Zum Schluss, nach fast 45minütiger Umbaupause und einem beeindruckenden Jubiläumsfeuerwerk, betrat die neue Nummer 1 der deutschen Album-Charts die Bühne: NIGHTWISH. Im Vorfeld gab es leider einige unangenehme Irritationen, den akkreditierten Fotografen wurde es nicht gestattet, den Fotografengraben zu betreten. Begründung: Gleich beim ersten Track „Dark Chest of Wonders“ sollte Pyrotechnik eingesetzt werden. Ob das dramaturgisch notwendig war, die Band aufgrund ihres Erfolges Starallüren bekommen oder einfach nur einen profilierungssüchtigen Manager hat, wird wohl nie ans Licht kommen. Bei WITHIN TEMPTATION durfte man aufgrund von Pyrotechnik auch nur den ersten Song vom Graben aus ablichten, das wäre sicher ebenso bei den Finnen möglich gewesen, sei’s drum. Zum Konzert selbst: Es war ein bombastisches Erlebnis: Im Hintergrund das Cover ihrer neuen CD als Deko und insgesamt sehr „lärmig“, schließlich hat Tuomas Holopainen auf „Once“ wieder weitaus härtere Gitarren eingesetzt. Auch hatte man vorab erfahren, dass die Band viel Neues ausprobieren wollte, dem kann man nur zustimmen, überraschend allerdings, dass vom neuen Album nur 4 Tracks gespielt wurden: „Dark Chest of Wonders“, „Planet Hell“, natürlich die Hitsingle „Nemo“ und als dreizehntes Lied und letzte Zugabe „Wish I had an Angel“, der Rest des Sets war quasi ein Best of/ Querschnitt ihres bisherigen Schaffens, mit Titeln wie „Wishmaster“ oder „The Phantom of the Opera“. Insgesamt ein „multimediales“ Erlebnis aus Gitarren, klarem Gesang von Tarja, zeitweise einem richtigen Gesangsduell mit Marco, Lightshow und Pyrotechnik. An diesem Wochenende hatte man die Gelegenheit die beiden neuen Sterne des Goth/ Power Metals zu sehen. Persönlich fand ich WITHIN TEMPTATION freundlicher und publikumsnäher. Aber entscheidet selbst.
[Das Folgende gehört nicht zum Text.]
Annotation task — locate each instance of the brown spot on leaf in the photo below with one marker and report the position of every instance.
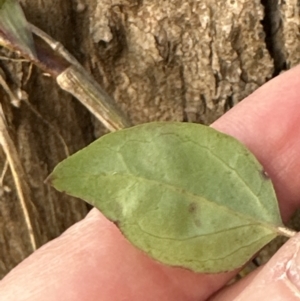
(193, 207)
(265, 175)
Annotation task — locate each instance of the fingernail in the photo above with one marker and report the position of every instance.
(293, 268)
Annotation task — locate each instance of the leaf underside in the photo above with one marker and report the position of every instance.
(14, 26)
(184, 193)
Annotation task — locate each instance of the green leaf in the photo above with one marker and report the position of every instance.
(14, 27)
(184, 193)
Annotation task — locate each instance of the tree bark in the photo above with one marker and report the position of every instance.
(161, 60)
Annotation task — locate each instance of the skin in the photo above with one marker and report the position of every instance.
(93, 261)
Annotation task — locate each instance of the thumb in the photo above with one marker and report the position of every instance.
(278, 280)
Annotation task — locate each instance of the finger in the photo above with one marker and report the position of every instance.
(268, 122)
(278, 280)
(93, 261)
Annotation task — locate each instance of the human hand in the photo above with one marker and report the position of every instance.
(93, 261)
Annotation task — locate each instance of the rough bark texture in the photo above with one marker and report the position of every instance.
(161, 60)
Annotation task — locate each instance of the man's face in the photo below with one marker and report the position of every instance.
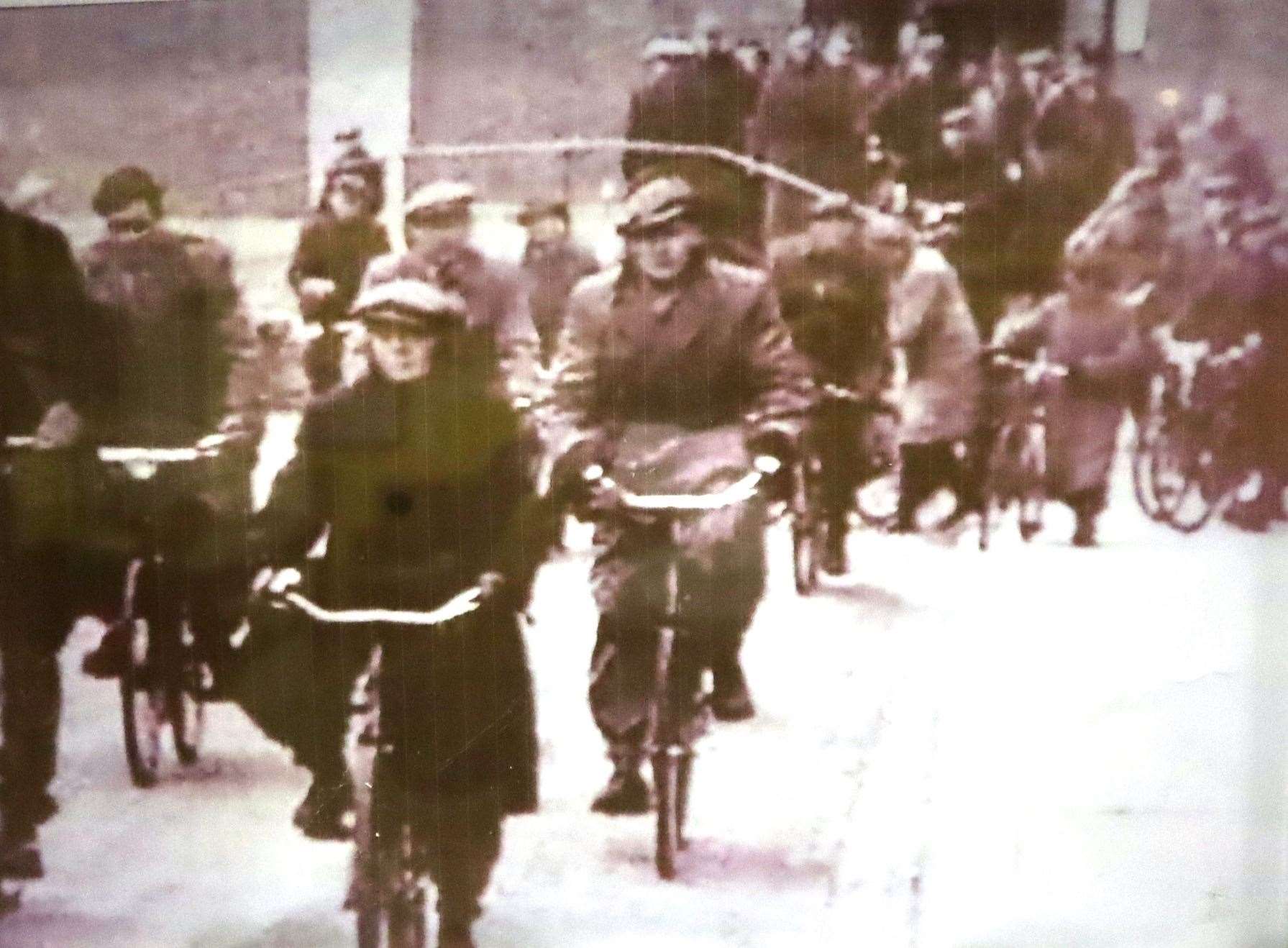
(1216, 110)
(132, 222)
(348, 197)
(664, 252)
(401, 350)
(426, 236)
(832, 234)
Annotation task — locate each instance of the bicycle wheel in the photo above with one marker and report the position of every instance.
(666, 782)
(143, 708)
(877, 500)
(683, 775)
(807, 545)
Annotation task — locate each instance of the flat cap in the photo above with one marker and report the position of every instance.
(1038, 60)
(832, 206)
(667, 48)
(657, 203)
(536, 210)
(441, 199)
(415, 299)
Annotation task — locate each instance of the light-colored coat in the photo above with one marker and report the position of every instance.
(931, 322)
(1097, 335)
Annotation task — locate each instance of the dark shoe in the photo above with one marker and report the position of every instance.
(1084, 534)
(455, 935)
(19, 855)
(112, 655)
(731, 701)
(324, 814)
(44, 809)
(835, 560)
(625, 795)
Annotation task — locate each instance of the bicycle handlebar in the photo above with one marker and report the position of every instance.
(460, 604)
(739, 492)
(210, 446)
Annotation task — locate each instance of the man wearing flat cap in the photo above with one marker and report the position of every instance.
(438, 223)
(553, 265)
(669, 363)
(420, 473)
(835, 303)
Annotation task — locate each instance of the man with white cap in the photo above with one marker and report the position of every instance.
(669, 363)
(438, 228)
(420, 473)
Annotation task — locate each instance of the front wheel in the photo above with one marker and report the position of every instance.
(672, 806)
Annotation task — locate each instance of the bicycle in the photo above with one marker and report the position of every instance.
(1016, 469)
(874, 498)
(164, 682)
(387, 885)
(1189, 462)
(669, 737)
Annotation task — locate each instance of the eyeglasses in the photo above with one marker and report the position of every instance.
(134, 226)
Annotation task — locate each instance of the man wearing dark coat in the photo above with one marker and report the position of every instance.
(170, 301)
(835, 303)
(438, 229)
(337, 244)
(420, 472)
(553, 265)
(667, 363)
(57, 374)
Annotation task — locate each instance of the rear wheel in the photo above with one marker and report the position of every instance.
(145, 708)
(807, 547)
(877, 500)
(666, 781)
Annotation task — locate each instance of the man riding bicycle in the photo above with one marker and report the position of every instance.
(57, 373)
(170, 314)
(664, 361)
(835, 303)
(420, 474)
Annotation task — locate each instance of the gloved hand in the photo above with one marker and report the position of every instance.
(60, 428)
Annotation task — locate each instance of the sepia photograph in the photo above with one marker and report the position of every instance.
(636, 473)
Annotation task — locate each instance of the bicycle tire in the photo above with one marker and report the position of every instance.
(805, 547)
(666, 785)
(684, 775)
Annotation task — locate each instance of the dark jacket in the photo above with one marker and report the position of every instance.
(170, 335)
(552, 273)
(55, 345)
(496, 303)
(1100, 338)
(425, 487)
(836, 309)
(337, 250)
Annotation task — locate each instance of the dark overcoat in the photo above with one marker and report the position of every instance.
(424, 487)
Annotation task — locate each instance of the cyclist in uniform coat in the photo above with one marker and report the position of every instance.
(835, 303)
(667, 361)
(420, 470)
(57, 374)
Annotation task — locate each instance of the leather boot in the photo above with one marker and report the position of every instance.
(626, 793)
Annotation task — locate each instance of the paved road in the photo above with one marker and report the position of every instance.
(1033, 746)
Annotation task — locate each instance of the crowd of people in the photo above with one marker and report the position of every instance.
(487, 388)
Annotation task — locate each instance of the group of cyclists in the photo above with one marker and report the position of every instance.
(485, 400)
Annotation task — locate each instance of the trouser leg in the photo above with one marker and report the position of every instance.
(30, 713)
(462, 835)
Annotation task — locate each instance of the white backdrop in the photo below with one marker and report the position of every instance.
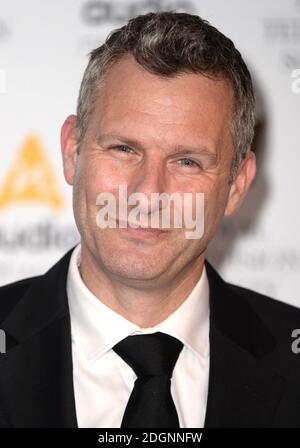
(43, 52)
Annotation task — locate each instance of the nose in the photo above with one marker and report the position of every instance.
(149, 178)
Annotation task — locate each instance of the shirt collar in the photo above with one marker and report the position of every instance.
(96, 328)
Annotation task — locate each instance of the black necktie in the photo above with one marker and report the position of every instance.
(152, 357)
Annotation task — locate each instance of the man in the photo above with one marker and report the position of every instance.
(133, 327)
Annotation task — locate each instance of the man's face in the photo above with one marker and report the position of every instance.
(154, 135)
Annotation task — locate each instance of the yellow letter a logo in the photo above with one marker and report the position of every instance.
(31, 178)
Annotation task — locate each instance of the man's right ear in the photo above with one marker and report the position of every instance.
(68, 141)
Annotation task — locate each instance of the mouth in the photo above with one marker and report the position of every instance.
(140, 231)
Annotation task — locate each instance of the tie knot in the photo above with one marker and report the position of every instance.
(150, 354)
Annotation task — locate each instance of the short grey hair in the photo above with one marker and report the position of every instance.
(167, 44)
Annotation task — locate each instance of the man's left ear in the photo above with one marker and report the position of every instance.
(239, 187)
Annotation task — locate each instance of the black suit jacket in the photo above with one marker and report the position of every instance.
(254, 378)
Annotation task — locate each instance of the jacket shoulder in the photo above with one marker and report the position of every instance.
(11, 293)
(277, 315)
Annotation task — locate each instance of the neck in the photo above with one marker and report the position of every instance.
(146, 305)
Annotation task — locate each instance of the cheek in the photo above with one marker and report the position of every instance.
(101, 176)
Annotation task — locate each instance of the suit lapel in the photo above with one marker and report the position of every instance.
(248, 368)
(245, 387)
(36, 372)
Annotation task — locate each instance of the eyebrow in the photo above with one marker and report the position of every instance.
(203, 150)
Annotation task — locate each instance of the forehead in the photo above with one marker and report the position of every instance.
(187, 103)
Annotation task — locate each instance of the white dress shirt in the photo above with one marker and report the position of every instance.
(103, 381)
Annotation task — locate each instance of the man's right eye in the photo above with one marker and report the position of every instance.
(122, 148)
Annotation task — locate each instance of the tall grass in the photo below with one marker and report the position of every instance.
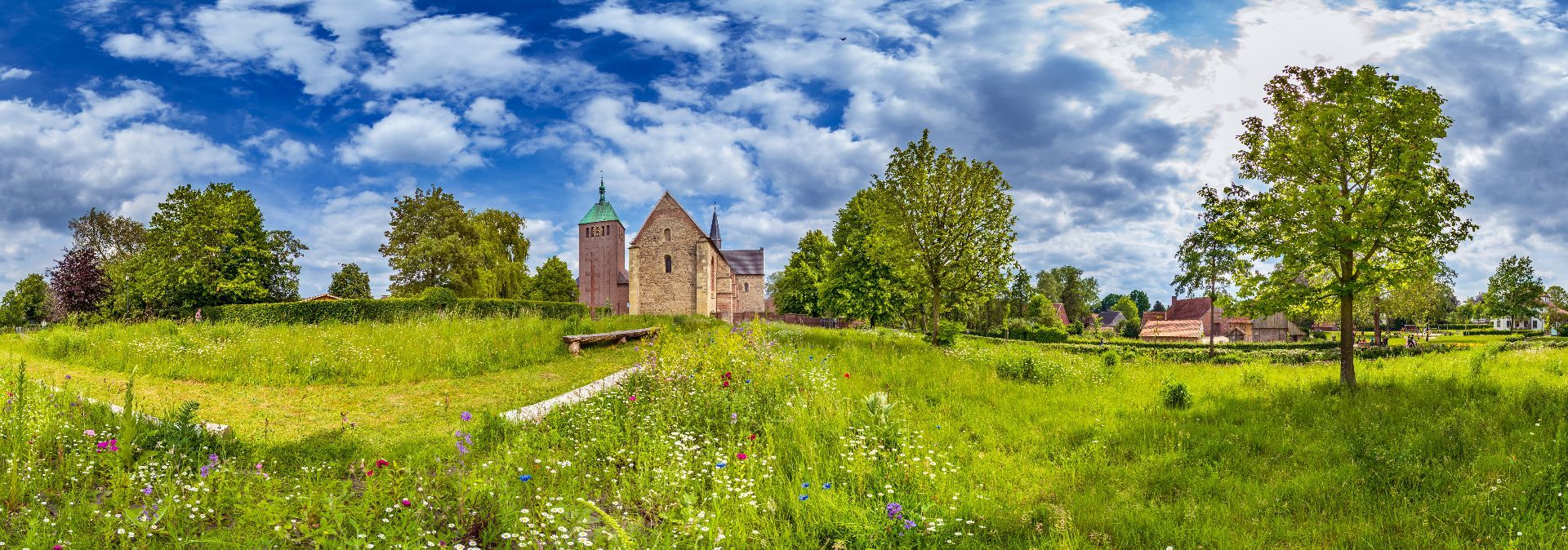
(292, 354)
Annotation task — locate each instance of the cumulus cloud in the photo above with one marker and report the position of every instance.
(417, 131)
(107, 151)
(688, 33)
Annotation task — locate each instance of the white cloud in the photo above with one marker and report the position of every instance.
(105, 151)
(678, 32)
(490, 113)
(283, 151)
(417, 131)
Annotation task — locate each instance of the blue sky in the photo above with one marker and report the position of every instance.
(1106, 117)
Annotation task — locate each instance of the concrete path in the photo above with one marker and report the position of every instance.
(537, 411)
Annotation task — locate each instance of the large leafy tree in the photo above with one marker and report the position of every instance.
(350, 281)
(1353, 193)
(952, 218)
(1142, 299)
(795, 289)
(207, 248)
(27, 303)
(554, 282)
(1513, 291)
(430, 243)
(862, 277)
(78, 284)
(502, 268)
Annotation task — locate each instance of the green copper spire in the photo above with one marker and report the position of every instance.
(601, 211)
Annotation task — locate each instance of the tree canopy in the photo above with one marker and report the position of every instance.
(952, 218)
(1353, 193)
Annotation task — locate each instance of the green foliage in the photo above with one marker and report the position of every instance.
(350, 281)
(795, 291)
(952, 220)
(1352, 156)
(390, 309)
(438, 296)
(1174, 395)
(554, 282)
(1513, 292)
(27, 303)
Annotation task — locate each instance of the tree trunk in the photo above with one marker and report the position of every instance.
(1377, 320)
(937, 313)
(1348, 342)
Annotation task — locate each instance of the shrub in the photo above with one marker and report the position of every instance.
(1174, 395)
(947, 333)
(439, 296)
(388, 311)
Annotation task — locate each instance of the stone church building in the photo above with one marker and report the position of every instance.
(671, 265)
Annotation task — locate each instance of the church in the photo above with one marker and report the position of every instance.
(670, 268)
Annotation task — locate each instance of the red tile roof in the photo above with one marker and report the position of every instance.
(1172, 330)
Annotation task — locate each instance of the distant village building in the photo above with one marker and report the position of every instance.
(670, 268)
(601, 257)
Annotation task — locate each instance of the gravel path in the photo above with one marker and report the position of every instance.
(537, 411)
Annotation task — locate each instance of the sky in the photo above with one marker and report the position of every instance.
(1104, 117)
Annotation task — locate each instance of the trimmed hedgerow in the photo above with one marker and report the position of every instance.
(388, 311)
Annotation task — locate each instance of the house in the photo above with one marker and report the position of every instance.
(1111, 318)
(1172, 331)
(1276, 328)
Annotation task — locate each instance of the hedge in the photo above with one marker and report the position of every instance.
(386, 309)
Nach rund 18 Stunden Musik ging nun das Woodstage zu Ende und wir machten uns auf die Heimfahrt. Natürlich ließen wir auf der rund 4stündigen Fahrt alles noch einmal Revue passieren: Sehr positiv fiel uns die Location auf (zwar recht ungewöhnlich – ein Festival mitten in der Stadt!), auch der hohe Anteil deutscher Bands trug sicherlich zur großen Begeisterung und Identifikation der Zuschauer bei, wer an der Intelligenz deutscher Musik zweifelt (Ich sage nur: RTL-Superstars!) hätte das Wochenende auf dem Woodstage verbringen können, um sich vom Gegenteil zu überzeugen. Des weiteren auf der Habenseite: Sehr angenehme Preise (Bratwurst 1,50 Euro, 0.4 l Pils 2,50 Euro). Obwohl das Woodstage sehr gut besucht war, hatten wir nicht den Eindruck, dass es überlaufen sei. Gute und nicht zu viele Verkaufsstände. Negativ anzumerken wäre: Sehr wenige sanitäre Anlagen, FRONT 242 und DAF hatten es nicht nötig sich an den Autogrammstunden zu beteiligen und ein paar technische Schwierigkeiten (Lightshow bei FRONT 242 und die schon erwähnten Probleme bei DEINE LAKAIEN). Trotzdem ein rundum gelungenes Festival, unter dem Motto „Von der Szene für die Szene“, ein echtes Treffen und nicht im entferntesten so kommerzialisiert und überlaufen wie eine bald folgende Veranstaltung… Jederzeit wieder!